Mercredi, M. Damiba a assuré que «l'œuvre de refondation portée par le MPSR ne s'inscrit pas dans une logique révolutionnaire», martelant l'importance de «la valeur d'intégrité».
«Nous allons procéder à une dépolitisation systématique, méthodique et progressive de l'administration publique.

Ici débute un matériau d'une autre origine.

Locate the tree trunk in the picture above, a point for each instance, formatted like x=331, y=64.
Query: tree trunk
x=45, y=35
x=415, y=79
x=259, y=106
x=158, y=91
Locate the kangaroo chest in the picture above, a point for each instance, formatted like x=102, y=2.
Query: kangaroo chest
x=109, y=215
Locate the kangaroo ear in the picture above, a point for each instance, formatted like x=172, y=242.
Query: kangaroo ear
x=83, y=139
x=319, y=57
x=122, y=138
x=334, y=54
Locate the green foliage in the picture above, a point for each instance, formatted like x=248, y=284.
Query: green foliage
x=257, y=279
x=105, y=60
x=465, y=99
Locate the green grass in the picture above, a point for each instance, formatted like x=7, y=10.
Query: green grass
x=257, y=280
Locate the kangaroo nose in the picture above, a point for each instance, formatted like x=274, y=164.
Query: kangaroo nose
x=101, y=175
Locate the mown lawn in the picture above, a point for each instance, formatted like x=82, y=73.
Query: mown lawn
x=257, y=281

Seules doivent prévaloir les compétences techniques et la probité», a-t-il déclaré.
Opérations de «Barkhane»
Plusieurs heures avant la prestation de serment, l'accès au Conseil constitutionnel était filtré par un important dispositif des forces de sécurité dressé dans un rayon de 100 m autour du siège de l'institution à Ouagadougou, a constaté un journaliste de l'AFP.
Le lieutenant-colonel Damiba a rapidement consulté les forces vives, partis politiques, syndicats et organisations de la société civile, plutôt indulgentes à son égard.
A la suite de ces consultations, M. Damiba a pris le 6 février un décret annonçant la création d'une commission composée de 15 membres en vue d'«élaborer un projet de charte et d'agenda, assorti d'une proposition de durée de la transition et des modalités de mise en œuvre» dans un «délai de deux semaines».
Mercredi, M. Damiba n'a donné aucune précision sur la durée de cette transition.
La Cédéao et l'Union africaine avaient demandé fin janvier à la junte un calendrier «raisonnable» pour le «retour à l'ordre constitutionnel» et la libération du président Kaboré renversé, qui se trouvait toujours mercredi en résidence surveillée dans une villa de Ouagadougou.
La prestation de serment de M. Damiba est intervenue à quelques heures de l'annonce par la France et ses partenaires européens de leur retrait du Mali voisin, en raison de l'attitude hostile à leur égard des militaires au pouvoir à Bamako, également issus d'un coup d'Etat.
Le lieutenant-colonel Damiba n'a pas pris position sur l'engagement militaire français et européen dans le Sahel, mais depuis qu'il est au pouvoir, la force française «Barkhane» a pu mener des «opérations anti- terroristes» au Burkina.
Il a remodelé les structures de la lutte anti-terroriste et s'est rendu récemment dans le nord de son pays, une région particulièrement affectée par les attaques.